Only files ending with the extension of .vcf or .vcf.gz are accepted.
Note
Due to limitation on storage space, please contact us before uploading a file containing large number of individuals (more than 100 individuals).
Finally, when user clicks on the Upload Genome button (at the bottom of dialog), the variant call file gets transferred to the server and placed on a queue for annotation and analysis.
The required amount of time to finish the process varies, depending on the number of variants in the file.
Under normal circumstances, a file of whole genome containing 3 to 4 million variants gets processed in one hour.
Users will receive a notification email from us for each time a file is done processed and available for analysis.
2.1. Browse and track previous files¶
At the bottom of the page locates a table listing all variant files uploaded so far (including the one you have just uploaded).
In this table, users can see:
- The name of sample(s) in the variant file -
Genome label. - The name of the variant file -
Genome file name. - The version of human reference genome assembly -
Genome build. - The global ancestry specified at the time of uploading -
Genome ancestry. - The version of annotation -
Annotation. - The time and date when the file was first uploaded or done processing -
Uploaded.
When the file was just uploaded, but not yet finished processed and ready for analysis, it would first appear in the table with none as Annotation.

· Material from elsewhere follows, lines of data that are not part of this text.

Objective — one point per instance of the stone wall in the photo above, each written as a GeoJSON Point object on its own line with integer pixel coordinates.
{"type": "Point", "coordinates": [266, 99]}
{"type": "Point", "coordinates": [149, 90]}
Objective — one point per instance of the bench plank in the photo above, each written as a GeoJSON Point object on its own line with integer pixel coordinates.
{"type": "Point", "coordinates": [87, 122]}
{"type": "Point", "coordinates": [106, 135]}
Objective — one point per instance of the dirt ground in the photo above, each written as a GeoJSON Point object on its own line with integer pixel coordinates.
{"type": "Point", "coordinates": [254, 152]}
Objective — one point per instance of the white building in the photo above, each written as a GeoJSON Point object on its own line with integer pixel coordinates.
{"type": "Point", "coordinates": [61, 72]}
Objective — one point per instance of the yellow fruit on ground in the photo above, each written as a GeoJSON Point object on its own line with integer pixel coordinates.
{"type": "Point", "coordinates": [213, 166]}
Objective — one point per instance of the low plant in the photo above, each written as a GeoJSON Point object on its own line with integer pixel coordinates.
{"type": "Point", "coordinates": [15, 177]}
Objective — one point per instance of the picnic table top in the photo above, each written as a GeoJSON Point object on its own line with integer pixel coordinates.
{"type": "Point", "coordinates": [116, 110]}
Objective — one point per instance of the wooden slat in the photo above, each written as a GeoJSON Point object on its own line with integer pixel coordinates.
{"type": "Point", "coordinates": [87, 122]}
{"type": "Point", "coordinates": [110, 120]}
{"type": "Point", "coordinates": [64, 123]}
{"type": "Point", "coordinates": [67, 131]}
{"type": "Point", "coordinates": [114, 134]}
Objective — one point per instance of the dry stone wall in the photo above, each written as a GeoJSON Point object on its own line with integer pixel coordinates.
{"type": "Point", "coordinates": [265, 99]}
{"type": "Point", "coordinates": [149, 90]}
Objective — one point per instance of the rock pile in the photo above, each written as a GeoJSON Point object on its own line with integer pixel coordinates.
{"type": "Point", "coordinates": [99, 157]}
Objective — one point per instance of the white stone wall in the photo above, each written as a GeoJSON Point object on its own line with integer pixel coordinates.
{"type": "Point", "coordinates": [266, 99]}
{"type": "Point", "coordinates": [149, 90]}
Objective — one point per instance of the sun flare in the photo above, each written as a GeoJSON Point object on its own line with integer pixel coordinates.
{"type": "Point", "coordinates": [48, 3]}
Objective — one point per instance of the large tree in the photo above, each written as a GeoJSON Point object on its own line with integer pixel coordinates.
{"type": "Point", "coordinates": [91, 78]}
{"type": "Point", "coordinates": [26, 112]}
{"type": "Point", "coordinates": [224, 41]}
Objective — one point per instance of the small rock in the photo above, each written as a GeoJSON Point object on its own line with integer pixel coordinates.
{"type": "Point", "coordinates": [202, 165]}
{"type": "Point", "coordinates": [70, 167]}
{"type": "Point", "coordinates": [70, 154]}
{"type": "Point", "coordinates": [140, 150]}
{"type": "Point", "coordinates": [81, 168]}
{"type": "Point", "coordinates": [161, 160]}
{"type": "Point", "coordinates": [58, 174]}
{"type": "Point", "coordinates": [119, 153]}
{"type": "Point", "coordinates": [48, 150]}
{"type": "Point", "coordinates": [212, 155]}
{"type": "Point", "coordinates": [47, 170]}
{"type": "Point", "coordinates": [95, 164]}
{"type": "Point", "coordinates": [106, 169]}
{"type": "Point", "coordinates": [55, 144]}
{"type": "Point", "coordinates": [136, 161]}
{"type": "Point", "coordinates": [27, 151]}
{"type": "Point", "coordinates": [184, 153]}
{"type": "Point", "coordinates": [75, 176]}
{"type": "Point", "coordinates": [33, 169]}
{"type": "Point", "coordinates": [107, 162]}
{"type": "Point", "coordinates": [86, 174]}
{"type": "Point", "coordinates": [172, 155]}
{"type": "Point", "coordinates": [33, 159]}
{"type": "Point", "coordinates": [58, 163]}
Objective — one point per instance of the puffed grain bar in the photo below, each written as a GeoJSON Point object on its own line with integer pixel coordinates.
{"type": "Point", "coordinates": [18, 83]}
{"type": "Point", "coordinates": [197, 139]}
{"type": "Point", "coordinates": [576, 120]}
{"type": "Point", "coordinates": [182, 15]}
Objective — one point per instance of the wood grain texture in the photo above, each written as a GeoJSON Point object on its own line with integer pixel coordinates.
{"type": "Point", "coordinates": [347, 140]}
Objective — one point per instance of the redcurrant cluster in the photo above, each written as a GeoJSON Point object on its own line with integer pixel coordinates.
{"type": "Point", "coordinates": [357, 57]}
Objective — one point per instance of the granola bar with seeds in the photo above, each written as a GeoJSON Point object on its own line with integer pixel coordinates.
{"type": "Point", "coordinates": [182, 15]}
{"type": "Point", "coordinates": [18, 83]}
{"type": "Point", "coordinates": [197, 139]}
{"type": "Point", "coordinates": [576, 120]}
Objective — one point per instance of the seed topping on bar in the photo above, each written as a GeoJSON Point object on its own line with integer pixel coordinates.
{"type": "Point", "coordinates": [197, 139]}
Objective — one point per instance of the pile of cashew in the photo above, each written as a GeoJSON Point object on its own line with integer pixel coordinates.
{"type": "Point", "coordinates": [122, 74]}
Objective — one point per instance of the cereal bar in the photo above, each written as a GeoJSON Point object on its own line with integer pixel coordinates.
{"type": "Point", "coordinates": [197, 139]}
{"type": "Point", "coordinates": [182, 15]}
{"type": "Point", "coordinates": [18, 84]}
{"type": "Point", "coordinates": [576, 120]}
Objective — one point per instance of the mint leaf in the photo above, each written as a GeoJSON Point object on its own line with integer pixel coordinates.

Also, the Genome label would simply show the number of samples within the file, e.g., (3 sample(s)) or (1 sample(s)).
Later, the table will be updated with as many samples as was in the file, with each sample as separate row carrying their own identifier (specified in original VCF file) as Genome label.
At this point, all samples will have the current version of annotation in Annotation, and Uploaded will reflect the date and time when the processing was finished.